Rajaan Bennett’s murder
I had just gotten out of a history class at Vanderbilt University at about noon when I went back to my dorm and checked my Facebook like I almost always do. Most of the stuff in my news feed was unimportant, but a friend of mine on the Vanderbilt football team had a status update that said “RIP Rajaan Bennett.” I knew that Bennett was the prized recruit of our incoming freshman football class, and the best recruit we’d ever landed in our history. He was a 4-star running back from Georgia who had just signed his letter of intent a little over two weeks before. I immediately began thinking “What the hell?” Then I learned that the night before, he had been murdered by his mother’s ex-boyfriend. I was dumbfounded, and emotionally jarred.

Here was a kid whose father died when he was in sixth grade, after which he became the man of the house, helping look after his three younger siblings.

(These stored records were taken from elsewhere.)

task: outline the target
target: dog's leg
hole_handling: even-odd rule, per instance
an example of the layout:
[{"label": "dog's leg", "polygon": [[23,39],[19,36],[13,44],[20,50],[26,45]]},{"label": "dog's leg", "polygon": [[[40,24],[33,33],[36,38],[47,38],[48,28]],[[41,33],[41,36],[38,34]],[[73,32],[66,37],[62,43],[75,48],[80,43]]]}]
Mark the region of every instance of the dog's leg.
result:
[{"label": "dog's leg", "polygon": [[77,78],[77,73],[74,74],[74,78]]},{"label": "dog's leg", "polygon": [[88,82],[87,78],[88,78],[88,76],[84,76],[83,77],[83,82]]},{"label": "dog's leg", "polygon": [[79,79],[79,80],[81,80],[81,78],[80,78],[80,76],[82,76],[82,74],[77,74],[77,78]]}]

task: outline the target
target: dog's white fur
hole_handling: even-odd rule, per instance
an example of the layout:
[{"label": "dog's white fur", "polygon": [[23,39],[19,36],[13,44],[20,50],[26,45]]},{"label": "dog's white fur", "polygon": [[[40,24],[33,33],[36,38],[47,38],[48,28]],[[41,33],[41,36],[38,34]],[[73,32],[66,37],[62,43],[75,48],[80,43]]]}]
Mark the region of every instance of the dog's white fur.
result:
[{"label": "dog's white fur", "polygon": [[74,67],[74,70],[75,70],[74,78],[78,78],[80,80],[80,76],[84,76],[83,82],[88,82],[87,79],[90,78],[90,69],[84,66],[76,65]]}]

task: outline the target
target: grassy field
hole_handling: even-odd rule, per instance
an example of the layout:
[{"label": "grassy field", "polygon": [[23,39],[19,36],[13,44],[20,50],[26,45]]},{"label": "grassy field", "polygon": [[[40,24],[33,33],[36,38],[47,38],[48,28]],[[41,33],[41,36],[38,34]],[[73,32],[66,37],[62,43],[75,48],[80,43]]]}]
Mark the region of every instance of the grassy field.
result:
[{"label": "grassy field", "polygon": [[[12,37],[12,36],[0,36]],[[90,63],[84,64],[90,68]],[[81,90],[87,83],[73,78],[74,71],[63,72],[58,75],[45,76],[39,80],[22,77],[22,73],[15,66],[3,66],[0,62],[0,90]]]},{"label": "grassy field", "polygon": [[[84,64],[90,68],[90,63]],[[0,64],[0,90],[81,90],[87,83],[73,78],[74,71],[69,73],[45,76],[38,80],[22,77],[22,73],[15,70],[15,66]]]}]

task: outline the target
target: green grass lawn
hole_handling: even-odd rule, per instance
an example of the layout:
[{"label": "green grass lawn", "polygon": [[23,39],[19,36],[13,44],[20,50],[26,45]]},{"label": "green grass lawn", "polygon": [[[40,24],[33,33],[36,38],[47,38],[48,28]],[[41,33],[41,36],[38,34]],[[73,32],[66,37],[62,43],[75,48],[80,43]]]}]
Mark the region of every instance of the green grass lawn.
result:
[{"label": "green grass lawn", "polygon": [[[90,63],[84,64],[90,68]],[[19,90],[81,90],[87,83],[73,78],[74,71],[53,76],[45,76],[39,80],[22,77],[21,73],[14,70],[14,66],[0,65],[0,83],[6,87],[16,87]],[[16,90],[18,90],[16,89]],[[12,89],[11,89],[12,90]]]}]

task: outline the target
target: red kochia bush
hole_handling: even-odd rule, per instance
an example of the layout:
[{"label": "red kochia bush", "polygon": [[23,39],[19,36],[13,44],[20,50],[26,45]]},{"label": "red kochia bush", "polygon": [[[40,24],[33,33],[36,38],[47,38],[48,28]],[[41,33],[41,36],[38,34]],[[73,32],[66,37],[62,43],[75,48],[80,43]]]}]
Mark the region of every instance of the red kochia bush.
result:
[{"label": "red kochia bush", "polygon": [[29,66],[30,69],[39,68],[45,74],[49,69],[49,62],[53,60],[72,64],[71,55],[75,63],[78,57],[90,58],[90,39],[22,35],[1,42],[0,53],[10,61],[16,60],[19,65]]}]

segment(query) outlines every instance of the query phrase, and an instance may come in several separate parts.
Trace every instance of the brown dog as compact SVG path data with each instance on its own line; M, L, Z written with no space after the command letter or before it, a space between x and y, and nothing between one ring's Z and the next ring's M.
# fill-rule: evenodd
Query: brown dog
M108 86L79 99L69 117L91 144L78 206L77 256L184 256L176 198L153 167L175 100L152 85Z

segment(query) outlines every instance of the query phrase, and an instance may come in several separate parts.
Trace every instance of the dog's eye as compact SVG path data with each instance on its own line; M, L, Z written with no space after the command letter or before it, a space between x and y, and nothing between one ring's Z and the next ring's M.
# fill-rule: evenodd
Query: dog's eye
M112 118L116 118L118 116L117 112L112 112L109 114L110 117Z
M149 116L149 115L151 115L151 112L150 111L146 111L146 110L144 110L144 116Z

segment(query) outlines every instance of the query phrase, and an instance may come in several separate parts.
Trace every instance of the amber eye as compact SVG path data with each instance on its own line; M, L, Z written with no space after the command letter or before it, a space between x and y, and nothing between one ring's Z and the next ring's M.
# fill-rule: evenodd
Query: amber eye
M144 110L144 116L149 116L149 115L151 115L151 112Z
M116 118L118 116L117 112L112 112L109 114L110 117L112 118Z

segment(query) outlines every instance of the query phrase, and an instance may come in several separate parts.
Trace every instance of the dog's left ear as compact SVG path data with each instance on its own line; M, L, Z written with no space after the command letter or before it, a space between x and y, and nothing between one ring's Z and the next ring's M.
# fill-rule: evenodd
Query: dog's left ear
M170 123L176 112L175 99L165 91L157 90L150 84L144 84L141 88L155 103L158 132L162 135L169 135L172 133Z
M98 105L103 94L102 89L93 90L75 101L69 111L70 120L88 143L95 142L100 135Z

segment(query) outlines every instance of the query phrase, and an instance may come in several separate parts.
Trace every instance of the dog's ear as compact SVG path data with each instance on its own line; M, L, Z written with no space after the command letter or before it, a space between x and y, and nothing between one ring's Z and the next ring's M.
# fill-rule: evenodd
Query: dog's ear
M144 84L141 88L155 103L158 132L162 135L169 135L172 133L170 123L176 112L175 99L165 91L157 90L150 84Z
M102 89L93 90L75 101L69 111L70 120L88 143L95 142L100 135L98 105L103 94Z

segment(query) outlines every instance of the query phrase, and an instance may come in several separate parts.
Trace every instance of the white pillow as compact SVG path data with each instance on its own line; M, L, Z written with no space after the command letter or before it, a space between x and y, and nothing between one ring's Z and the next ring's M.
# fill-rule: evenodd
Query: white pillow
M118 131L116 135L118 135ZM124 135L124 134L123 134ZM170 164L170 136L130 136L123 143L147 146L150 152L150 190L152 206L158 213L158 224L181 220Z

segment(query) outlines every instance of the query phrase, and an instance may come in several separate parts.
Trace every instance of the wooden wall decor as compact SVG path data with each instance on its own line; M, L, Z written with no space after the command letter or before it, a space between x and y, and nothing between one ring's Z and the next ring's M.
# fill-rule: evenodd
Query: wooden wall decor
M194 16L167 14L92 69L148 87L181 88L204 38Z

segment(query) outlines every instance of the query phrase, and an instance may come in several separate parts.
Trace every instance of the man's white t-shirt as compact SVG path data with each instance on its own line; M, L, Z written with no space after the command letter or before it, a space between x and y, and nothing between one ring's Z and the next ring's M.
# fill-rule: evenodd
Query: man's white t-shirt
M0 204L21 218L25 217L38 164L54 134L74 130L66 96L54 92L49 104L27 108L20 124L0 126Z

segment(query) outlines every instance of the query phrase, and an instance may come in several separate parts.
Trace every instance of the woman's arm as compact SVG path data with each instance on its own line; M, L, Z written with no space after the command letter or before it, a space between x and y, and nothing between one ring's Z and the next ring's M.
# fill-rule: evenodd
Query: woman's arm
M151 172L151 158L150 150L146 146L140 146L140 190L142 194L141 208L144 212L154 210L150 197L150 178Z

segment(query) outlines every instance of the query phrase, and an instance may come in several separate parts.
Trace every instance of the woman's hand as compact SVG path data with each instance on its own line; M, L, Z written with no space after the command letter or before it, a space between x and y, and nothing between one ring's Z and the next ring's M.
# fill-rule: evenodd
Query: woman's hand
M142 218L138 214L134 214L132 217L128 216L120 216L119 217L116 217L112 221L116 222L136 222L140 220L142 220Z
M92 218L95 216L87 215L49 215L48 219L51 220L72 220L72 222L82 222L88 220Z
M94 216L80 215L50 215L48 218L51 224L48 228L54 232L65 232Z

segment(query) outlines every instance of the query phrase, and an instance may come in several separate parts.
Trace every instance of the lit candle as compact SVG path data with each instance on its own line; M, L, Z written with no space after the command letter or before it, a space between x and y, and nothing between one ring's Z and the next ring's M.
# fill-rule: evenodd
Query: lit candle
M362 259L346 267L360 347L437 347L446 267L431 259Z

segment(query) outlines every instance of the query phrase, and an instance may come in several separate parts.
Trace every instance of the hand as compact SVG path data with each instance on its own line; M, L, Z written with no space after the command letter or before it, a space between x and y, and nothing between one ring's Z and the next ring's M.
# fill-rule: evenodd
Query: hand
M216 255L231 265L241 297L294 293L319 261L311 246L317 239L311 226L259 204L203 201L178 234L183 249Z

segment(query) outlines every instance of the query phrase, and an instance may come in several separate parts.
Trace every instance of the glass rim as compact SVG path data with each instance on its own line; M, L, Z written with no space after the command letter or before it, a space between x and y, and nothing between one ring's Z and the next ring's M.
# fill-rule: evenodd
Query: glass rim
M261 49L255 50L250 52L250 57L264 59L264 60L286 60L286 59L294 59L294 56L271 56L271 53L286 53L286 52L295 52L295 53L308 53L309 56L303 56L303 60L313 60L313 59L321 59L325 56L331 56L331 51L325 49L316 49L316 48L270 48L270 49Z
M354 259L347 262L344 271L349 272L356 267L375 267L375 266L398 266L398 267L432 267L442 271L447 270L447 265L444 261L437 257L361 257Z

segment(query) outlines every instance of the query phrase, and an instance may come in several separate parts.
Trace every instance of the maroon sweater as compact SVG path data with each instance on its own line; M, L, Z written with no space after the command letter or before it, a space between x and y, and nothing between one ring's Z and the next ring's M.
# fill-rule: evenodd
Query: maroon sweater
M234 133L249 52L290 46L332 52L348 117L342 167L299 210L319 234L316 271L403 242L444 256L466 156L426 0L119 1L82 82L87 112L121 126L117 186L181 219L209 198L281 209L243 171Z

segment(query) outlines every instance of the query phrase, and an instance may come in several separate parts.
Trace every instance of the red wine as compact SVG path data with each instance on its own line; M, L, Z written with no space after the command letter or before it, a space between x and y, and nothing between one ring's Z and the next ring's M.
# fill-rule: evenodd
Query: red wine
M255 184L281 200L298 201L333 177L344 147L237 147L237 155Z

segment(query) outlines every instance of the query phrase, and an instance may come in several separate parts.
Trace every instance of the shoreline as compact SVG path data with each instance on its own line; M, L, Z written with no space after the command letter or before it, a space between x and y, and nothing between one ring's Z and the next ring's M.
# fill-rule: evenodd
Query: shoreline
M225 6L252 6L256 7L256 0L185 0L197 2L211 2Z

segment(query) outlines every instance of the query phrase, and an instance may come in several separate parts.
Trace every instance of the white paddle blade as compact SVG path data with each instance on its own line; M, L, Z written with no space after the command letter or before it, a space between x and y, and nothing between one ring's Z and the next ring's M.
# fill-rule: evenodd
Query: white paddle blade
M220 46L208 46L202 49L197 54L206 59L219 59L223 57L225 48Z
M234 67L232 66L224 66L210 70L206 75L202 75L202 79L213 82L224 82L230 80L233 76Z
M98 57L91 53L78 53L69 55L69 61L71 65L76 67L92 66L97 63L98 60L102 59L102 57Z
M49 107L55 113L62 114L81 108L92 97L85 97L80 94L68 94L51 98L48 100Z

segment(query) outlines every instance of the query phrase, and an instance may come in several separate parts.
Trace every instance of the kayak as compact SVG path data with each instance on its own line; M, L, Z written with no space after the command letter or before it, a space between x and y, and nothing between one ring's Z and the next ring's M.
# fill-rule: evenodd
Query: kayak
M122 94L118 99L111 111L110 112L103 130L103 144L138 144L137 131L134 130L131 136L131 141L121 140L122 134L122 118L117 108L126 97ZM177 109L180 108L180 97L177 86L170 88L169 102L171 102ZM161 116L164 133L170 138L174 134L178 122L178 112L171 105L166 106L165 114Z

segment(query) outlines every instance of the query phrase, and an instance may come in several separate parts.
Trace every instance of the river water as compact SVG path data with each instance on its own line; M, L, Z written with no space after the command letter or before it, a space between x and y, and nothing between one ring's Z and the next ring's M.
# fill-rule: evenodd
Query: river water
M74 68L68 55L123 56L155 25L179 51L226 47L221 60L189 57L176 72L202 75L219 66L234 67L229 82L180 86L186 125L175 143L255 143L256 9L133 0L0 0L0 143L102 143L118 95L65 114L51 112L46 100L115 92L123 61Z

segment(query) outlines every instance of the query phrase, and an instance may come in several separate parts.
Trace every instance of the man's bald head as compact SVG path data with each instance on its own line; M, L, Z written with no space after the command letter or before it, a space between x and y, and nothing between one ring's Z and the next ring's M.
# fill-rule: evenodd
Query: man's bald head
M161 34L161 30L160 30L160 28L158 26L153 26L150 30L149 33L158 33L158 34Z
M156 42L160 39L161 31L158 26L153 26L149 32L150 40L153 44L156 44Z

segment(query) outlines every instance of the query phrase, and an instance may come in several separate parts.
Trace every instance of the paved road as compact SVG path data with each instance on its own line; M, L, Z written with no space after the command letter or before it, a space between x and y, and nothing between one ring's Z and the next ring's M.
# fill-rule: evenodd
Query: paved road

He became a star running back and student, and was headed to Vanderbilt. This kid exemplified everything you would want someone to be. He was a good kid who had a chance to really change his life at Vanderbilt, and he was so close … so close to getting there. Then it was all taken away. The police say Bennett sacrificed himself for the sake of his family and ultimately he was shot.

I didn’t know how to take this all in, but I zoned out in my next class just trying to comprehend what had happened. I never met the kid and maybe never would have, but just seeing someone who was going to be at my school, representing my university proudly every Saturday on the football field and the rest of the time in the classroom was devastating. Vandy is a great community, and we had lost a member before he even had a chance to become a part of our school. That just hit me where it hurts the most: my heart.